All of our blessed advice will essentially help you get sexy for the IMF, just like you got for Marassi earlier this summer.
Candles are romantic. They set the mood. Yes, they may be a fire hazard but that small chance that your house may or may not burn down is nothing in comparison to the very real reality that having the lights in your house will mean you probably can't pay for your kid's school tuition, what with electricity prices set to increase by 40%. Plus who knows? You might finally get laid because in the dark you don't have to see your husband's face and you can pretend it's Chris Hemsworth.
Now there is one very small, but very important caveat to this whole electricity prices getting higher than Robert Downey Jr before he went to rehab situation and that is: people without fridges. The Egyptian Minister of Electricity, Dr. Mohamed Shaker Shaker, was quick to reassure Egyptians about the 40% hike in electricity prices, saying that "Those who do not have fridges, their usage will not exceed the 50 kW, anyway." Because who needs a fucking fridge anyway? We've always liked our milk a little warm; we hate fresh eggs; and don't even get us started on non-rotten meat.
We rarely get to take on Cairo on foot.

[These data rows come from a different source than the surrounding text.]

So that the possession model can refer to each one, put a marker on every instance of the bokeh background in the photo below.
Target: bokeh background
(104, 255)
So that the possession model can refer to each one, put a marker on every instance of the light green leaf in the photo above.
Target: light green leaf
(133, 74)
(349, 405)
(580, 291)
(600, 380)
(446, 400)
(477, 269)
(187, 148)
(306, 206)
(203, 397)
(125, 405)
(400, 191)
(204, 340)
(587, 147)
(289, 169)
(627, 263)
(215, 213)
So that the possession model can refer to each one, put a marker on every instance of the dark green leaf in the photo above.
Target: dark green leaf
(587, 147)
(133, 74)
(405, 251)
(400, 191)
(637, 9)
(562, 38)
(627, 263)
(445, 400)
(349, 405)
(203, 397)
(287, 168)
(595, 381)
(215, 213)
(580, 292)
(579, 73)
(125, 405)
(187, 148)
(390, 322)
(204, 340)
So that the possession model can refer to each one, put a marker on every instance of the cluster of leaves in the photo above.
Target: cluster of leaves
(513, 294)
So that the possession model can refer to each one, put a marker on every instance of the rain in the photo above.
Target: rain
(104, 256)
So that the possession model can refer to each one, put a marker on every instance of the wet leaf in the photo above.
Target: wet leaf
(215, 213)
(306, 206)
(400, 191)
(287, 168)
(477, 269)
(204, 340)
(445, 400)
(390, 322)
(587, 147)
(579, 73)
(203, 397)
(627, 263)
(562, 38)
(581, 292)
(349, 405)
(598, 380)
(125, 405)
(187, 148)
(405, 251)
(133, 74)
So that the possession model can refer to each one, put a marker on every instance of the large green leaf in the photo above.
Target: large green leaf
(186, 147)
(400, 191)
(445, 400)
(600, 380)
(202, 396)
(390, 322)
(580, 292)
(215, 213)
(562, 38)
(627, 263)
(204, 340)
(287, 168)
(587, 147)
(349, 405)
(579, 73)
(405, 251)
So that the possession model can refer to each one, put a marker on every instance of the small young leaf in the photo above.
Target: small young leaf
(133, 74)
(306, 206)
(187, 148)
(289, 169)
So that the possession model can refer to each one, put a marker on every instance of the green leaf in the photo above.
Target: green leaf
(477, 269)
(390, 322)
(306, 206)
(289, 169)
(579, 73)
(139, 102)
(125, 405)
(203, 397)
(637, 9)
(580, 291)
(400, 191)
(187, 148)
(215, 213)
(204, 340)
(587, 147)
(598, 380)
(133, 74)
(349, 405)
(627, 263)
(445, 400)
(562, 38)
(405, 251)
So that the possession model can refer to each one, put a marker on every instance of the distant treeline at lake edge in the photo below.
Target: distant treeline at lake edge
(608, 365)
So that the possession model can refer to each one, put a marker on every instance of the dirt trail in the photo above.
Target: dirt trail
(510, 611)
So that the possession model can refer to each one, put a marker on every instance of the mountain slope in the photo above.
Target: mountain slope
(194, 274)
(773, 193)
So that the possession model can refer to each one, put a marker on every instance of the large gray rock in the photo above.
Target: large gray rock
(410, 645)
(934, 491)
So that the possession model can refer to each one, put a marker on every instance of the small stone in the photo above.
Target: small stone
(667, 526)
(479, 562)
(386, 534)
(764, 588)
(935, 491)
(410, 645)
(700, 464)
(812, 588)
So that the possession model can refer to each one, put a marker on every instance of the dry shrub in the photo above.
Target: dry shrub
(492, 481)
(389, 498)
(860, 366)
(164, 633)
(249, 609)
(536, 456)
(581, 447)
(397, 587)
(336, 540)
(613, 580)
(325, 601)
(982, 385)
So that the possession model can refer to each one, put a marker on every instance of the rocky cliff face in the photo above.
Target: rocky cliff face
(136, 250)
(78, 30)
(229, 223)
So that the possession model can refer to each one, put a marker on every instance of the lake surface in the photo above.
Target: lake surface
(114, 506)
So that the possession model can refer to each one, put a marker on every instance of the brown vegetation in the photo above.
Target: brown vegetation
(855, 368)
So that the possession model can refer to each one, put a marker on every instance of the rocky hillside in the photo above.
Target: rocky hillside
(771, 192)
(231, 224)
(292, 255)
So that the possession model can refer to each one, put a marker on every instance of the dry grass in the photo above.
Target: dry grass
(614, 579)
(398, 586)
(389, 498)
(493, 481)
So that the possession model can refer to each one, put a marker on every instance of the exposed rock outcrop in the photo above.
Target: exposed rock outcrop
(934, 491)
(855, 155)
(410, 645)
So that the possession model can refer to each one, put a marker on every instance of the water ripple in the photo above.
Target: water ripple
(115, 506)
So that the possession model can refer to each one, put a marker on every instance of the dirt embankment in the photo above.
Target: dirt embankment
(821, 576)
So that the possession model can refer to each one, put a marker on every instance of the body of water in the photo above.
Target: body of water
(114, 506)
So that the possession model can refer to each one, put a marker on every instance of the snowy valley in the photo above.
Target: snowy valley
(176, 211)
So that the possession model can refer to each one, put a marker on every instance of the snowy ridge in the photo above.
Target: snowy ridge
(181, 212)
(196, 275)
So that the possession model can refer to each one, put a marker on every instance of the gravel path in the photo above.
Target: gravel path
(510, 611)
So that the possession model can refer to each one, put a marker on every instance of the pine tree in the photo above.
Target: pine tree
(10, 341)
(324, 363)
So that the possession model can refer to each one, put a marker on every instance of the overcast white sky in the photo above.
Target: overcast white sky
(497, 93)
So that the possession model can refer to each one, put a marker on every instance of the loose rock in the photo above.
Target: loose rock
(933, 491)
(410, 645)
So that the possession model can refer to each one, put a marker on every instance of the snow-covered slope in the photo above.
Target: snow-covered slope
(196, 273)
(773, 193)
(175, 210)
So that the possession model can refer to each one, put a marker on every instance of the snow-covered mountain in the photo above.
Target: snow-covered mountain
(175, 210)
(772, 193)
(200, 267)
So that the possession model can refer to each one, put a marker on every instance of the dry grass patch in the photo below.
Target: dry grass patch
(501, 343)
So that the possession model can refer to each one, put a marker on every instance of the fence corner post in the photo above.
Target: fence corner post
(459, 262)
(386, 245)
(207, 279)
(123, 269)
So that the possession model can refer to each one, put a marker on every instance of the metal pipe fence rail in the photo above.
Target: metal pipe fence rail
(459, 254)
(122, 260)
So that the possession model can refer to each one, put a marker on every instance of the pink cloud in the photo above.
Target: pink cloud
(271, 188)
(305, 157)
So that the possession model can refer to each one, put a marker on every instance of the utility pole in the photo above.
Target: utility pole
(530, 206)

It's a shame, a damn shame, that we don't get to navigate our streets on our own two feet. The Egyptian government is not only planning to end fuel subsidies within the coming three years but also increase fuel prices to 65 percent of their cost during the 2016/17 fiscal year, according to Reuters, finally giving us the chance to leave our fuel-driven vehicles at home and get some not so fresh air. To be honest, we think this was a magnanimous move on the part of the IMF because they want us to experience our nation the way we experience pizza; up close and very personal. Now, perhaps you have a lengthy commute and it would be tough to walk. You can always take the metro because it's also much less harmful to the environment. On no wait, metro prices are going up by 400%. LOL, our bad. Just walk it. Good for your physique. We're overweight as a nation anyway.
Perfectly in line with your now daily walks or marathons to get from one place to another since you can no longer afford gas for your car, will be your newfound diet, starting now. Since the price of virtually everything is going up, this would be a really good time for you to stop buying those stupid things you call groceries and instead live off breadsticks if you can still pay for them. We don't know.
"The only love you need is the love of your country." No? Not a real quote? Well whatever, it's fucking true. You will never know the love of any other person because you will never be able to afford to get married because everything is so fucking expensive.